I am currently working on a project that migrates data from SQL Server to Aurora Postgres. I have more than 5 tasks including several validation tasks as well. A total of 70+ tables were migrating with data in millions. Everything was working fine until we were planning to few more tables and create a new validation task for it.
The DMS task errored due to connection timeout to the source database. During our initial R&D, we faced similar issues and we were able to figure out the issue easily. It was mostly because of the following 2 reasons.
- The source database and DMS instance are under the different VPC (if VPC is enabled for source DB)
- Wrong DB password
So once we got a timeout issue we verified that it was not because of the above reasons.
Timeout Error Reason
We were familiar that DMS uses CDC from SQL Server to capture the data changes.
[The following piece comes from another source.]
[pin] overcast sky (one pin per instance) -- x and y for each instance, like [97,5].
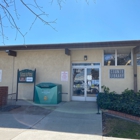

It uses a function called fn_dblog() to read the logs and replicate the changes to the target. After a few weeks in production, we noticed that the logs in this function are huge and we are not able to query except the top N rows of the function. So I found out that this was the reason.
DMS task cannot resume the task from a certain time since the fn_dblog() query times out. So the only way to resume the task is to use the checkpoint. In order to do that stop the existing validation task, refresh the page, and copy the checkpoint detail under the task details. Paste this checkpoint in the new validation task in order for the task to resume.